DeepMind: here are the AI models that help robots perform their tasks

Called Gemini Robotics-ER 1.5, where 'ER' stands for Embodied Reasoning, it is already available via Google AI Studio's Gemini API and is the latest version of the language model from DeepMind, the Google unit that under the Alphabet umbrella is engaged in the race ahead on artificial intelligence. Its prerogative? The ability to think longer to help robots detect objects and understand the physical world more accurately and contextually, find information in real time on the Web (via Google Search) and transfer skills from one machine to another. A thinking and strategic 'brain' that estimates the progress and assesses the risk of a given process and whose abilities, as confirmed by those directly involved (the post on DeepMind's blog is very illustrative in this regard), allow a second agent model, Gemini Robotics 1.5 (accessible only to selected partners), to control the robots' actions in the real world, pushing them beyond elementary actions and training them to perform more complex tasks.

The two new Gemini models actually fulfil two important requirements of the paradigm that is increasingly bringing robotics to intersect with artificial intelligence: the first ('ER') deploys functions to orchestrate reasoning, while the second is configured as a Vision Language Action (VLA) system capable of converting visual information and linguistic instructions into motor commands, thus enabling the execution and transfer of certain actions in the real world. Google's intention seems clear: to provide robots with capabilities that will elevate them from the status of mere executors to that of intelligent agents capable of adapting to environments and making a new leap forward compared to the first releases of the Gemini Robotics models, which took place last spring, and to the intuition of bringing multimodal AI (that of Gemini 2.0) inside physical platforms, increasing the level of capabilities both at the level of reasoning and action. How does this design translate into practice? It's easy to say: from single, simple operations such as folding a sheet of paper or opening a zip fastener, robots will be able, thanks to the new models, to manage multi-step activities, such as separating laundry by colour or packing a suitcase taking into account the weather at a given destination, or sorting waste according to regulations consulted online. The summary of this evolution can be seen in the words of Carolina Parada, head of robotics at DeepMind, who explained how 'with this update we are moving from single instructions to a real understanding and resolution of physical problems', with the aim of enabling the machines to 'think several steps ahead before acting'. The robot, in other words, processes a sequence of reasoning in natural language, unpacks complex tasks into simpler operations and describes its decisions, making the process more transparent and using its ability to learn to transfer instructions to another robot, avoiding the need to train each individual platform. In essence, there is a shift from the ability to execute instructions to the ability to build logical chains to solve problems, paying more attention to the security factor in the form of semantic checks and constantly updated datasets to ensure compliance with physical and behavioural constraints.
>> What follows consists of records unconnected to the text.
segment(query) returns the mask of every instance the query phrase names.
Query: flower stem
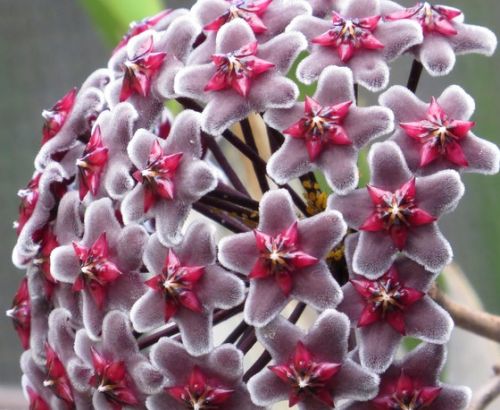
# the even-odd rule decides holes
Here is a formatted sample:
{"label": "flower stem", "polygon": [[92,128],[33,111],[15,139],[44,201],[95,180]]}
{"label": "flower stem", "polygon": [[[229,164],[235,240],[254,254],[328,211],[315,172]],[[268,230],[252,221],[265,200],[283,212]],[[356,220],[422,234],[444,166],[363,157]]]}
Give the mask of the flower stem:
{"label": "flower stem", "polygon": [[[295,306],[293,312],[288,317],[288,320],[291,323],[297,323],[297,321],[300,319],[300,316],[304,312],[305,308],[306,304],[303,302],[299,302],[297,306]],[[267,350],[265,350],[264,353],[262,353],[260,357],[257,359],[257,361],[243,375],[243,381],[246,383],[252,376],[259,373],[271,361],[271,359],[272,359],[271,355]]]}
{"label": "flower stem", "polygon": [[234,233],[248,232],[250,230],[248,226],[240,222],[238,219],[228,215],[226,212],[218,211],[217,209],[214,209],[200,202],[194,203],[193,209]]}
{"label": "flower stem", "polygon": [[436,284],[429,290],[429,295],[448,311],[457,326],[500,343],[500,316],[456,303],[441,292]]}
{"label": "flower stem", "polygon": [[[224,322],[227,319],[236,316],[238,313],[243,311],[243,303],[241,305],[235,306],[234,308],[228,310],[219,310],[214,313],[213,324],[219,324]],[[154,345],[158,340],[162,337],[170,337],[179,333],[179,327],[177,325],[168,326],[165,329],[157,330],[147,336],[143,336],[139,338],[138,345],[139,349],[146,349],[152,345]]]}
{"label": "flower stem", "polygon": [[242,194],[250,196],[247,189],[245,188],[240,178],[238,177],[238,174],[233,169],[233,167],[227,160],[226,156],[220,149],[219,145],[217,144],[217,141],[215,141],[213,137],[205,133],[202,133],[202,137],[203,140],[205,141],[207,148],[210,150],[215,160],[219,163],[221,169],[226,174],[227,178],[229,179],[229,182],[231,182],[231,184],[235,187],[235,189],[240,191]]}
{"label": "flower stem", "polygon": [[413,60],[410,77],[408,78],[408,84],[406,86],[412,93],[415,93],[417,91],[418,82],[420,81],[420,76],[422,75],[423,68],[424,66],[420,61]]}
{"label": "flower stem", "polygon": [[[240,121],[241,131],[243,132],[243,138],[245,139],[245,143],[255,151],[257,154],[259,152],[257,148],[257,144],[255,142],[255,137],[253,135],[252,127],[250,125],[250,121],[248,118],[245,118]],[[260,161],[252,160],[253,170],[255,172],[255,176],[257,177],[257,181],[259,183],[260,190],[262,193],[269,191],[269,183],[267,182],[266,168],[262,167]]]}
The sharing of skills between different robots is one of the main and distinctive features of Gemini Robotics 1.5, and DeepMind has demonstrated in this regard how the skills developed on ALOHA2 (a system with two mechanical arms) work without adaptation on the two-armed Franka and even on Apptronik's Apollo humanoid. And this, as they point out at Google, is a prospect that opens up unified AI models capable of controlling robots with very different configurations and enabling, as already explained, the transfer of knowledge from one machine to another. While the potential is therefore undoubtedly considerable, the obstacles still to be overcome for a large-scale deployment of these technologies are several and concern, first and foremost, the need to further raise the level of dexterity, reliability and safety proper to robots piloted by AI models. What is intuitive for humans, DeepMind's own engineers admit, is still extremely complex for machines. On the other hand, the progressive advancement of the capacity to 'process' data on a large scale and the reasoning capabilities of models such as Gemini suggest that a drastic turning point (as ChatGPT was for GenAI) for artificial intelligence applications linked to robotics cannot be ruled out. What is certain is that there are many who want to play (and win) this game, from Google to OpenAI to Tesla, all of which are engaged in the development of robots with embedded generative tools. In the background, the goal is common: to revolutionise entire sectors such as manufacturing, logistics and healthcare with increasingly autonomous machines.